Answering the call: Harpur College aids in COVID-19 response
With the rapid rise of COVID-19 cases in New York state, healthcare facilities and governments put out a call for help — particularly for dwindling supplies, such as face masks. Faculty and staff at Ƶ’s Harpur College of Arts and Sciences quickly mobilized in response.
So far, 39 individuals offered up the contents of their labs, eager to help, said Carl Lipo, Harpur’s associate dean for research and programs. They include faculty in biological sciences, psychology, anthropology, chemistry, physics, history, art and design, geography, geological sciences, integrative neuroscience, the First-Year Research Immersion, Classical and Near-Eastern Studies and more.
“Faculty have been tremendously generous in their willingness to help out and we are all really grateful,” he said.
Items donated include hand sanitizer and tissues from the Music Department; surgical masks, safety glasses and lab coats from science classrooms in multiple disciplines; cleaning supplies from anthropology and sterile surgical instruments from biological sciences.
It doesn’t stop there: thermocyclers, DNA spin columns and ethyl alcohol for sterilization have been donated. Departments also offered the use of 3D printers, including anthropology, chemistry and psychology, and faculty and staff alike volunteered their skills for future use, from lab testing to manufacturing.
Even before the official request came, biological sciences technician Nancy McGee reached out to department chair Karin Sauer, asking if she could donate teaching supplies to a local hospital.
“She answered immediately with an enthusiastic ‘YES!’” McGee recounted. Staff from the University’s Office of Environmental Health and Safety went from lab to lab to collect supplies.
The Department of Art and Design assembled all the safety supplies from its studios and made them available to the Broome County Emergency Operations Center, said department chair Natalija Mijatović. The tally included 67 individual masks, most of which are N95 particulate respirator masks, as well as 29 boxes of gloves, 52 pairs of safety glasses, six plastic face shields and 250 alcohol antiseptic pads.

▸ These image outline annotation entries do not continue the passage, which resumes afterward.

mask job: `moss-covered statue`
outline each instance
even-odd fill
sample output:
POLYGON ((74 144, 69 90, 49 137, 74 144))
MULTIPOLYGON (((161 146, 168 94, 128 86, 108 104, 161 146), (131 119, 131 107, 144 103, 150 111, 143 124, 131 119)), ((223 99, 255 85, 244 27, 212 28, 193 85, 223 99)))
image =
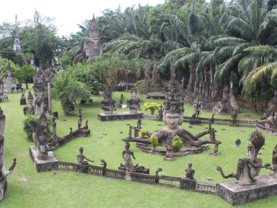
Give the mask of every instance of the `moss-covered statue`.
POLYGON ((257 181, 256 177, 259 175, 260 169, 270 165, 267 163, 262 166, 262 159, 257 158, 258 153, 265 144, 265 137, 255 130, 248 139, 251 142, 247 146, 248 158, 240 158, 238 159, 237 173, 235 174, 231 173, 228 175, 225 175, 222 168, 217 167, 217 170, 220 172, 224 178, 235 177, 238 180, 238 184, 242 187, 247 187, 255 184, 257 181))
MULTIPOLYGON (((218 141, 212 141, 210 139, 201 140, 199 138, 204 135, 211 133, 213 130, 202 132, 196 135, 193 135, 184 128, 179 128, 184 120, 184 102, 181 101, 181 93, 177 88, 175 76, 170 81, 168 86, 166 87, 166 99, 163 101, 163 121, 167 126, 155 131, 154 136, 158 139, 159 144, 168 146, 172 144, 173 137, 179 136, 186 146, 198 147, 206 144, 220 144, 218 141)), ((135 141, 144 144, 150 144, 152 132, 146 131, 148 138, 132 137, 129 139, 123 139, 124 141, 135 141)))

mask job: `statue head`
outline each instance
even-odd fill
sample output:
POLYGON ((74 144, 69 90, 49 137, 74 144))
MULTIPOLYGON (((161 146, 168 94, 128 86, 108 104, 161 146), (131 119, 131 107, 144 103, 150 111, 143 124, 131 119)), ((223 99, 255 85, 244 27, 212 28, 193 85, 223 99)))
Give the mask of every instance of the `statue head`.
POLYGON ((247 156, 253 161, 257 161, 257 155, 261 147, 265 144, 265 137, 262 133, 255 130, 248 137, 251 142, 247 146, 247 156))
POLYGON ((131 94, 131 98, 132 98, 134 99, 135 98, 136 98, 136 95, 137 95, 136 88, 135 88, 135 87, 131 88, 130 94, 131 94))
POLYGON ((37 121, 37 124, 39 126, 46 127, 48 124, 47 117, 45 115, 44 112, 43 112, 37 121))
POLYGON ((82 153, 84 152, 84 149, 82 148, 82 147, 81 147, 79 150, 80 151, 80 154, 82 155, 82 153))
POLYGON ((111 92, 109 87, 106 87, 105 89, 104 98, 110 99, 111 98, 111 92))
POLYGON ((130 146, 130 144, 129 144, 129 141, 127 141, 125 143, 125 149, 126 150, 129 150, 129 146, 130 146))

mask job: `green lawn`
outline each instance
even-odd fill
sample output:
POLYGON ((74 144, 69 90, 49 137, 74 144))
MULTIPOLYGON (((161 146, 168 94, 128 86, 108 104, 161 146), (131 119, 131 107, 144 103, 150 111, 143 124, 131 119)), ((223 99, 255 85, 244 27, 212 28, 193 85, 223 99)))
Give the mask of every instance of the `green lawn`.
MULTIPOLYGON (((31 87, 32 86, 30 86, 31 87)), ((118 103, 120 92, 116 92, 114 96, 118 103)), ((28 95, 28 91, 26 94, 28 95)), ((126 99, 129 93, 124 92, 126 99)), ((0 202, 1 207, 231 207, 220 198, 213 194, 200 193, 185 191, 180 189, 162 187, 157 185, 147 185, 134 182, 118 180, 103 177, 93 176, 82 173, 69 173, 57 171, 56 175, 51 171, 36 173, 28 154, 28 146, 33 145, 28 141, 23 132, 22 120, 24 118, 23 107, 19 105, 21 94, 8 94, 8 101, 0 103, 6 116, 5 128, 6 139, 6 167, 9 168, 12 158, 17 158, 17 164, 14 172, 8 176, 8 194, 0 202)), ((55 151, 60 161, 75 162, 80 147, 84 148, 84 155, 89 159, 95 160, 96 165, 100 164, 101 159, 107 163, 107 168, 117 169, 120 163, 123 163, 122 149, 125 144, 122 138, 128 136, 129 126, 136 125, 136 121, 123 121, 101 122, 97 119, 97 114, 102 112, 100 102, 102 97, 94 97, 93 103, 82 106, 83 125, 89 119, 89 128, 91 129, 89 137, 76 138, 55 151), (123 133, 120 134, 120 132, 123 133), (102 135, 107 132, 107 135, 102 135), (98 136, 102 136, 98 138, 98 136), (96 141, 92 141, 96 140, 96 141)), ((145 101, 152 101, 145 100, 145 101)), ((162 104, 162 101, 155 101, 162 104)), ((66 121, 56 121, 57 133, 63 136, 69 132, 69 127, 77 128, 78 110, 75 116, 64 115, 60 103, 53 102, 53 111, 58 111, 61 119, 66 121)), ((143 107, 143 103, 141 106, 143 107)), ((118 111, 125 111, 120 110, 118 111)), ((142 110, 145 112, 144 110, 142 110)), ((185 116, 191 116, 193 108, 185 106, 185 116)), ((146 113, 150 114, 148 111, 146 113)), ((155 112, 157 114, 157 112, 155 112)), ((212 113, 202 112, 201 116, 211 117, 212 113)), ((239 119, 256 119, 259 115, 253 114, 247 110, 239 115, 239 119)), ((215 118, 227 118, 230 116, 216 115, 215 118)), ((160 121, 143 120, 143 127, 149 131, 154 131, 162 128, 158 126, 160 121)), ((188 123, 184 123, 182 128, 188 129, 188 123)), ((189 128, 193 134, 206 130, 207 125, 193 126, 189 128)), ((134 150, 136 158, 134 164, 138 163, 150 169, 150 174, 161 167, 166 175, 183 177, 188 163, 193 163, 195 170, 195 177, 197 180, 208 181, 206 177, 213 178, 213 182, 227 181, 222 178, 216 171, 217 166, 221 166, 225 173, 236 171, 238 159, 247 157, 247 147, 249 144, 248 136, 253 130, 249 128, 232 128, 229 126, 213 125, 217 130, 217 139, 222 141, 217 156, 210 155, 213 146, 209 150, 202 154, 188 155, 177 157, 175 161, 163 161, 163 156, 157 156, 143 153, 131 143, 131 150, 134 150), (225 128, 225 130, 222 130, 225 128), (244 130, 244 132, 240 130, 244 130), (237 148, 235 141, 242 140, 241 147, 237 148)), ((266 137, 265 149, 261 150, 261 157, 264 162, 271 162, 272 150, 277 144, 276 137, 264 133, 266 137)), ((208 136, 204 137, 204 139, 208 136)), ((260 174, 271 173, 262 169, 260 174)), ((275 207, 277 196, 260 200, 247 205, 238 207, 275 207)))

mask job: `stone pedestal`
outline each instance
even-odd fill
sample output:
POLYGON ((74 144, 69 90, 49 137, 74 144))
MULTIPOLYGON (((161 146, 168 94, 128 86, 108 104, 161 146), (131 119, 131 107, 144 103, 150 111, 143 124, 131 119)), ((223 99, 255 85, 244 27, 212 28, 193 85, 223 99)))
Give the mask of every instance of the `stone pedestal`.
POLYGON ((0 96, 0 103, 3 103, 8 101, 8 96, 6 94, 3 94, 0 96))
POLYGON ((255 184, 241 187, 237 180, 217 184, 216 193, 232 205, 247 203, 277 195, 277 179, 269 174, 256 177, 255 184))
POLYGON ((120 121, 138 119, 143 116, 143 113, 138 112, 136 113, 130 113, 129 112, 120 112, 113 113, 112 114, 105 114, 104 113, 98 114, 98 119, 101 121, 120 121))
POLYGON ((3 200, 4 196, 7 194, 7 179, 5 179, 0 182, 0 201, 3 200))
POLYGON ((48 159, 45 160, 40 160, 37 158, 37 149, 34 146, 29 147, 29 153, 37 172, 57 168, 59 161, 53 151, 48 152, 48 159))
POLYGON ((200 119, 190 120, 190 125, 200 125, 201 124, 201 120, 200 119))
POLYGON ((183 189, 195 189, 195 180, 186 177, 181 178, 180 188, 183 189))

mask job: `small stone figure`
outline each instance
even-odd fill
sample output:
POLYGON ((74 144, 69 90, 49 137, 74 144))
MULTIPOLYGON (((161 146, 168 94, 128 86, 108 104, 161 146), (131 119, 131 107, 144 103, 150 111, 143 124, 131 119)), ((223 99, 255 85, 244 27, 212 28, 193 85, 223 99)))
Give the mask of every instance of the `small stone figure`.
POLYGON ((188 179, 193 180, 195 175, 195 170, 193 170, 191 166, 193 164, 191 162, 188 163, 188 168, 186 169, 186 177, 188 179))
POLYGON ((130 91, 131 98, 127 100, 127 106, 129 107, 130 113, 136 113, 138 109, 141 110, 141 100, 136 97, 136 89, 131 88, 130 91))
POLYGON ((265 166, 267 169, 274 171, 274 173, 270 174, 273 178, 277 178, 277 145, 274 147, 272 153, 272 167, 265 166))
POLYGON ((84 156, 82 153, 84 152, 84 149, 82 147, 81 147, 79 150, 80 151, 80 155, 77 155, 77 164, 79 165, 88 165, 89 164, 87 163, 87 161, 90 161, 91 162, 93 162, 93 160, 91 160, 88 159, 86 156, 84 156), (84 159, 86 159, 87 161, 84 161, 84 159))
POLYGON ((138 122, 136 122, 136 127, 138 128, 141 128, 141 117, 138 118, 138 122))
POLYGON ((78 116, 78 129, 81 128, 82 125, 82 108, 79 109, 79 116, 78 116))
POLYGON ((122 107, 122 105, 123 105, 124 98, 125 98, 125 96, 123 96, 123 94, 122 93, 121 96, 120 96, 120 99, 119 100, 119 104, 116 105, 117 107, 119 107, 119 108, 122 107))
POLYGON ((127 172, 131 172, 132 169, 134 168, 134 164, 132 161, 131 156, 136 159, 136 157, 134 156, 134 152, 129 150, 130 144, 129 142, 125 143, 125 148, 122 152, 122 157, 123 157, 125 162, 125 166, 127 172), (124 155, 125 157, 124 157, 124 155))
POLYGON ((159 115, 158 115, 158 120, 163 121, 163 106, 160 105, 160 109, 158 110, 159 115))
POLYGON ((33 140, 37 149, 37 158, 41 160, 47 159, 48 153, 46 151, 47 141, 47 118, 42 113, 38 121, 29 121, 29 124, 33 130, 33 140))
POLYGON ((129 139, 132 139, 132 125, 129 125, 129 139))
POLYGON ((26 105, 25 89, 22 90, 21 96, 20 98, 20 105, 26 105))
POLYGON ((116 107, 116 101, 111 98, 111 92, 106 87, 104 93, 104 100, 101 101, 101 109, 104 110, 106 114, 111 114, 113 110, 116 107))
POLYGON ((255 178, 260 173, 262 168, 262 160, 257 158, 258 153, 265 144, 265 137, 256 130, 249 137, 248 139, 251 142, 247 147, 248 158, 240 158, 237 166, 237 173, 231 173, 224 175, 221 167, 217 166, 224 178, 235 177, 238 180, 238 184, 242 187, 247 187, 254 184, 257 180, 255 178))
POLYGON ((241 143, 242 143, 242 141, 240 141, 240 139, 238 139, 237 140, 235 140, 235 145, 237 146, 237 147, 240 147, 240 145, 241 143))
POLYGON ((23 112, 24 113, 24 115, 35 114, 35 107, 33 105, 33 101, 34 101, 34 97, 33 96, 33 94, 30 92, 30 91, 29 91, 29 93, 28 94, 28 103, 29 105, 23 108, 23 112))

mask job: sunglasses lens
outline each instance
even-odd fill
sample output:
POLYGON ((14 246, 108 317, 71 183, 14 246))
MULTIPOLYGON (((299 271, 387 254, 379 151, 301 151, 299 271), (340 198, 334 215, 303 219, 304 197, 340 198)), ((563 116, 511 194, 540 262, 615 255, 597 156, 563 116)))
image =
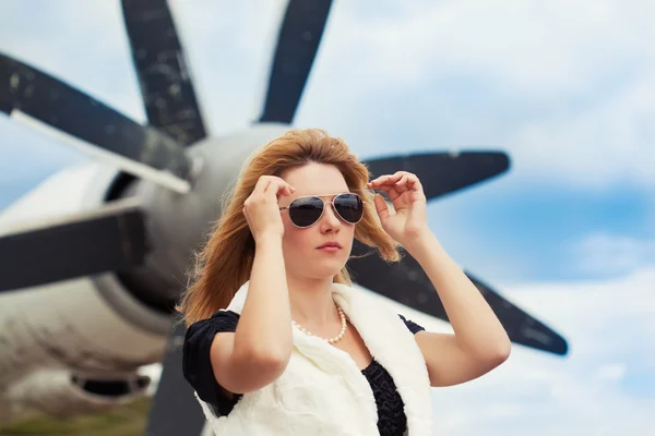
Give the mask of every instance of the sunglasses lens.
POLYGON ((296 198, 289 205, 289 218, 298 227, 309 227, 321 218, 323 201, 319 197, 296 198))
POLYGON ((350 222, 357 223, 364 215, 364 203, 357 194, 341 194, 334 198, 334 208, 341 217, 350 222))

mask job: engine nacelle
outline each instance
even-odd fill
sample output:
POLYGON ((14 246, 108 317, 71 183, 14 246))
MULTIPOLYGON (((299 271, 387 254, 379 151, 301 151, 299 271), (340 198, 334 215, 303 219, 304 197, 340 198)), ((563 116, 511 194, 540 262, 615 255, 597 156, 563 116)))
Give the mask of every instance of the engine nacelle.
POLYGON ((67 417, 129 403, 144 396, 150 383, 150 377, 136 373, 84 375, 48 368, 14 384, 5 398, 13 416, 36 410, 67 417))

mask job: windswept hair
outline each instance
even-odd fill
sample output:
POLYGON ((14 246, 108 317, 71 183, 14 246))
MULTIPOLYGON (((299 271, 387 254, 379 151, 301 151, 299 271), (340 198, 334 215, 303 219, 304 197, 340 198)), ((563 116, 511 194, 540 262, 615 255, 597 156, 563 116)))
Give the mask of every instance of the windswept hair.
MULTIPOLYGON (((323 130, 290 130, 250 157, 241 168, 234 190, 224 198, 221 218, 203 250, 196 254, 191 284, 177 306, 187 326, 226 308, 250 278, 255 245, 242 208, 260 177, 281 177, 310 162, 335 166, 350 192, 359 194, 366 202, 364 218, 355 228, 355 239, 376 249, 386 262, 400 259, 397 243, 380 226, 374 194, 366 185, 369 181, 366 165, 350 153, 343 140, 332 137, 323 130)), ((345 266, 334 281, 352 284, 345 266)))

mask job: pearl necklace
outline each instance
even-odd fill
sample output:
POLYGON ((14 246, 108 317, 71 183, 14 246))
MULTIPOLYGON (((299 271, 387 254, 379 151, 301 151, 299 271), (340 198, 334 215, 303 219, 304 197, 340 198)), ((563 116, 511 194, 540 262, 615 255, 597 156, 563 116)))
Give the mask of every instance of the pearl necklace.
POLYGON ((338 312, 338 317, 342 320, 342 329, 340 331, 340 334, 337 336, 335 336, 334 338, 330 338, 330 339, 325 339, 325 338, 321 338, 320 336, 315 336, 312 335, 311 332, 307 331, 305 328, 300 327, 300 325, 298 325, 295 320, 291 319, 291 323, 294 323, 294 325, 300 330, 302 331, 305 335, 307 336, 315 336, 319 339, 323 339, 324 341, 327 341, 330 343, 334 343, 340 341, 344 335, 346 334, 346 315, 344 314, 344 311, 337 305, 336 310, 338 312))

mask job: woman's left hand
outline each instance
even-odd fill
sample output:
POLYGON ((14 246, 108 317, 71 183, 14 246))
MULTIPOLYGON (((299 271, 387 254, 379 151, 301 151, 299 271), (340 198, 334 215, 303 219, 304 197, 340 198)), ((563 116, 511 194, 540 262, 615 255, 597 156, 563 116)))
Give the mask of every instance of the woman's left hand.
POLYGON ((397 171, 380 175, 368 183, 371 190, 384 191, 393 203, 391 215, 384 197, 376 194, 376 210, 382 228, 402 245, 407 245, 428 232, 426 194, 416 174, 397 171))

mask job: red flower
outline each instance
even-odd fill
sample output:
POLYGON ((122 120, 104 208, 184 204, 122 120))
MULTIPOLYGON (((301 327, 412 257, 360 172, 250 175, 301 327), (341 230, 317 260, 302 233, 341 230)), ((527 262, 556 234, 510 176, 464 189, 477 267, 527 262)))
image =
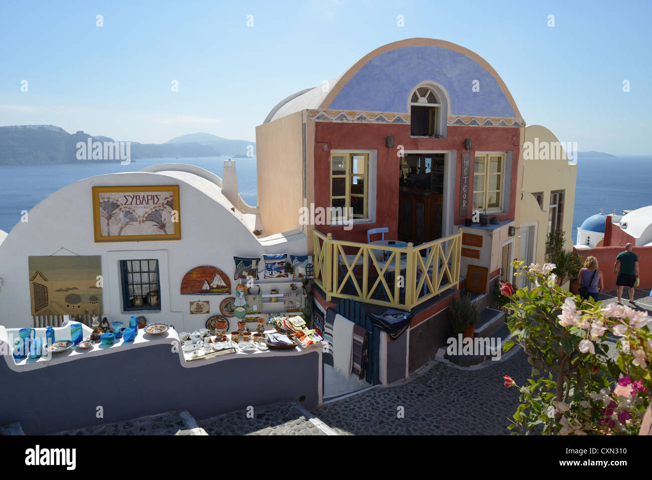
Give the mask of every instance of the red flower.
POLYGON ((505 297, 511 297, 514 295, 514 287, 509 282, 501 282, 500 293, 505 297))

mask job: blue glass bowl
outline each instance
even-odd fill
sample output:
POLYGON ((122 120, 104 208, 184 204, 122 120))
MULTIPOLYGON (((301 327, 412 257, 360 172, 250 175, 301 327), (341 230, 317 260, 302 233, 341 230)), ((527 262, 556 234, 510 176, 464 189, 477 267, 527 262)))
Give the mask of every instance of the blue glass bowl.
POLYGON ((113 345, 113 340, 115 339, 115 336, 110 332, 104 333, 102 337, 100 337, 100 341, 102 342, 102 345, 113 345))

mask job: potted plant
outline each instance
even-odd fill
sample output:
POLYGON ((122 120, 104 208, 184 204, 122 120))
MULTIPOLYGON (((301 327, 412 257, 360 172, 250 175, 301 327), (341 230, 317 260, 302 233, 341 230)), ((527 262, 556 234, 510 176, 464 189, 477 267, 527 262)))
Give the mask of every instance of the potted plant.
POLYGON ((471 301, 470 293, 452 299, 449 305, 448 318, 453 333, 464 333, 465 338, 473 338, 475 324, 480 320, 480 312, 471 301))
POLYGON ((556 230, 548 234, 546 241, 546 262, 554 263, 552 273, 557 275, 557 284, 561 285, 569 278, 576 278, 582 268, 582 257, 575 252, 564 249, 564 232, 556 230))

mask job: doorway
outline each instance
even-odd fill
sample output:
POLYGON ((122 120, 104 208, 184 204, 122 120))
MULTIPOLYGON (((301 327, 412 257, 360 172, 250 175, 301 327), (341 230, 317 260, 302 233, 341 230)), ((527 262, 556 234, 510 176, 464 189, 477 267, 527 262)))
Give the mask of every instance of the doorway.
POLYGON ((445 154, 408 153, 398 172, 398 239, 415 245, 444 236, 445 154))
MULTIPOLYGON (((521 248, 518 260, 525 262, 526 265, 535 263, 537 256, 537 224, 526 224, 519 228, 521 237, 521 248)), ((529 286, 530 282, 525 275, 519 275, 516 280, 516 286, 523 288, 529 286)))
POLYGON ((500 281, 512 282, 514 261, 514 239, 508 240, 501 246, 500 281))

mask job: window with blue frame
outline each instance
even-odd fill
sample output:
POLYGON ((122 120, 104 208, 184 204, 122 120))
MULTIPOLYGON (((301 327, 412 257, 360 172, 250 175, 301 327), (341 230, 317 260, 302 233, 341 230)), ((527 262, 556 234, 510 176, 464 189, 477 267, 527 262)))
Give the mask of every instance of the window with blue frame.
POLYGON ((160 310, 158 260, 121 260, 123 310, 160 310))

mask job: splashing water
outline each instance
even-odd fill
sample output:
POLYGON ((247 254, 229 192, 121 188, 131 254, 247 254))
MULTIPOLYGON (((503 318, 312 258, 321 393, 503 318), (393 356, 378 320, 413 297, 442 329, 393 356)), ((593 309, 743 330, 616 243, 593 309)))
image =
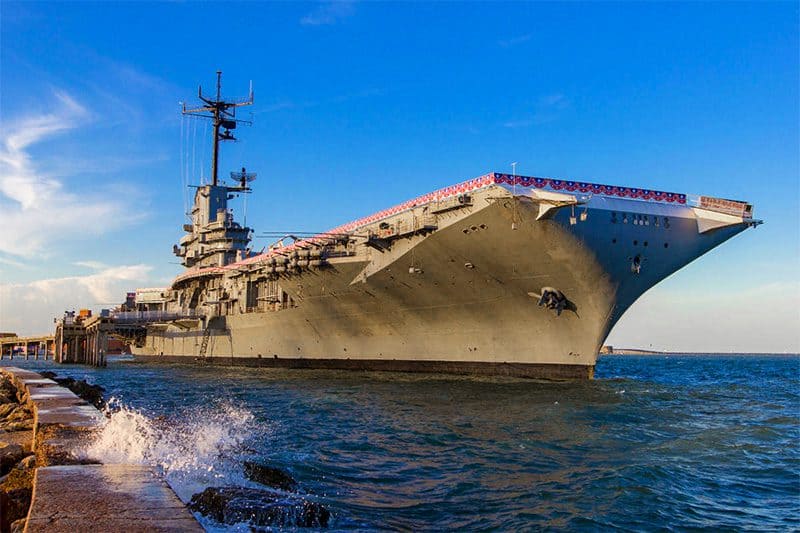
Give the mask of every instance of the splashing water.
POLYGON ((149 418, 113 398, 108 405, 87 458, 155 467, 184 502, 204 487, 241 477, 238 458, 254 434, 251 412, 220 404, 149 418))

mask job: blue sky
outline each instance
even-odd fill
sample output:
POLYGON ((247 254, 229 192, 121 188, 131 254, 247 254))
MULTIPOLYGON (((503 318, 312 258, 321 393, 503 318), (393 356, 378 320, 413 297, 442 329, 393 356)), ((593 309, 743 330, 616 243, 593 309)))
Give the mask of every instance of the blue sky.
POLYGON ((179 272, 181 184, 208 175, 209 142, 178 102, 221 69, 224 94, 255 89, 221 166, 259 173, 259 231, 325 230, 512 161, 744 199, 767 223, 610 340, 800 350, 796 3, 5 1, 0 29, 0 330, 179 272))

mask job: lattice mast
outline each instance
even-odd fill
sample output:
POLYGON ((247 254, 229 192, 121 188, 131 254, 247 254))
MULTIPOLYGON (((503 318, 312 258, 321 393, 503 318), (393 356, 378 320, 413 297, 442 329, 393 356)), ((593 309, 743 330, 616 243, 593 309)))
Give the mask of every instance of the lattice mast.
MULTIPOLYGON (((246 99, 223 100, 222 71, 218 70, 216 98, 210 99, 203 96, 202 86, 197 88, 197 97, 200 98, 205 105, 187 109, 186 104, 184 103, 183 114, 202 118, 210 118, 212 120, 212 124, 214 126, 214 146, 211 157, 211 185, 216 187, 218 183, 219 172, 219 142, 235 141, 236 137, 233 136, 231 130, 236 129, 237 124, 252 124, 250 121, 237 119, 236 108, 253 104, 253 84, 250 84, 250 93, 246 99)), ((244 171, 244 169, 242 170, 244 171)), ((242 182, 242 188, 245 188, 245 183, 246 182, 242 182)))

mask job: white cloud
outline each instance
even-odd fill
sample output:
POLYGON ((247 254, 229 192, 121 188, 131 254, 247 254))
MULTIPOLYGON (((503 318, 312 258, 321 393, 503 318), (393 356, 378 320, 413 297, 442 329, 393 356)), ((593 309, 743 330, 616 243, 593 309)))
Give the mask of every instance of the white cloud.
POLYGON ((0 331, 47 333, 53 329, 53 318, 65 310, 113 307, 122 303, 126 292, 153 285, 150 271, 147 265, 126 265, 86 276, 0 284, 0 331))
POLYGON ((56 110, 3 123, 0 134, 0 251, 30 256, 49 243, 79 232, 109 229, 122 204, 98 192, 77 194, 30 154, 33 145, 89 120, 89 113, 63 92, 55 93, 56 110))
POLYGON ((303 26, 329 26, 353 14, 354 2, 339 0, 324 2, 300 19, 303 26))
POLYGON ((646 293, 607 344, 689 352, 800 352, 800 282, 646 293))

Art and Design Associate Professor Blazo Kovacevic and Sculpture Studio Technician Lou Fuchs also found a way to hand-produce plastic face visors, although further research revealed that a local manufacturer is already working on an order for UHS. “We decided not to proceed as it would not be nearly as useful, but we are looking into other ways to help,” Mijatović said.
Ann and D. Andrew Merriwether enlisted the help of friend Marianne Bauer, who is sewing fabric masks at the home they share. Ann, a lecturer in psychology, is also part of a fiber arts guild, and has helped connect interested volunteers with the mask-making group. Elastic has been a limiting factor, she said.
“These are essentially mask-covers to make the respirator masks last longer, although we are lining some with unused HEPA vacuum cleaner bag parts as a filter,” explained Andrew Merriwether, professor and chair of anthropology. “They are pleated so they expand to cover your nose.”
Others have found different ways to share their skills in a time of crisis, such as English Professor Liz Rosenberg, who is conducting public readings on Facebook twice a day for both children and adults.
“I have been enormously proud and impressed by all of the efforts of my Harpur colleagues to help others — near and far — during this global crisis,” said Harpur Dean Elizabeth Chilton. “We are leveraging the best of the arts and sciences to help each other and our students, and benefit society in a time of great need. Together we will get through this.”